The point of the verse is the writer’s smelling the scent of plums while looking at (or writing) the single Chinese character read in Japanese as mukashi — “the past.”  The combination fills him with a sad, nostalgic feeling (aware, pronounced ah-wah-ray) because he knows that all things are impermanent and nothing lasts, least of all the fragrance of the early spring blossoms.

The verse was written as an “occasion” verse for  Bashō’s student Baigan, on the anniversary of the death of the student’s son, which had happened a year earlier.  We can see how indirectly hokku deals with such matters.

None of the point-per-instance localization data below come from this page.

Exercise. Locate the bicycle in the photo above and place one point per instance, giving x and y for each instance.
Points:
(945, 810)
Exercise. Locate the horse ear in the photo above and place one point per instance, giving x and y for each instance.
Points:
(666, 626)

(M)ume ga ka ni   oi modosaruru   samusa kana
Ume fragrance at  routed has returned cold kana

At the scent of ume
The routed has returned —
The cold!

In the scent of plum,
What left has returned —
The cold!

Not  a good hokku.  The rather minimal point is that spring has warmed enough to bring out the fragrant ume blossoms, but at the time the writer is smelling the fragrance, a cold spell has occurred.  So the cold he thought had been routed by the warmth of spring has returned.  It shows how changeable early spring weather is.

From bad to worse:

Ume ga ka ya   Shirara Ochikubo   Kyōtarō
Plum fragrance  Shirara Ochikubo   Kyōtarō

The scent of plum blossoms;
Shirara, Ochikubo,

It is little more than an allusion to a line from a Japanese book called the Jōruri-hime Monogatari, in which the question is asked which books a certain Lady Jōruri read, whether that titled Shirara, or Ochikubo, or Kyōtarō, etc.  The reader is supposed to be reminded of a pretty, elegant young woman reading a book of stories as spring begins.  Of course this kind of verse does not survive time and travel to a different culture, and it depends entirely on the reader knowing the literary allusion Bashō is making.  I have included it here only to show how unlike modern hokku some of Bashō’s verses were, and how “literary” in contrast to what we consider the best hokku.  For the western student of modern hokku, which deliberately avoids dependance on such literary allusions, these old “see how well-read I am” verses are quite useless other than as examples of what not to do.



Plum blossoms;
They scatter on an empty sack
Of charcoal.                  

Blossoming plum, by Chinese artist Wang Mian. ...

That is a rewriting of a hokku by Yayū. It is of course a spring hokku.

There are, as I have mentioned many times, two kinds of harmony in hokku: harmony of similarity and harmony of contrast. This verse has the latter. It shows us the pinkish-white blossoms of the plum drifting down through air and falling on an empty charcoal sack, which is black with dust from the charcoal and filthy-looking. The whole point of the verse is in the visual contrast and the feeling of “high” beauty in the plum blossoms contrasting with “low” in the empty charcoal sack.

This mixture of conventionally poetic subjects with “earthy” subjects is characteristic of hokku, quite different than the earlier and longer waka (essentially a hokku plus two extra lines in form), which used only poetic and “elegant” subjects.

This reminds us of three main aesthetic characteristics of the hokku — poverty, simplicity, and transience. All are seen in this verse.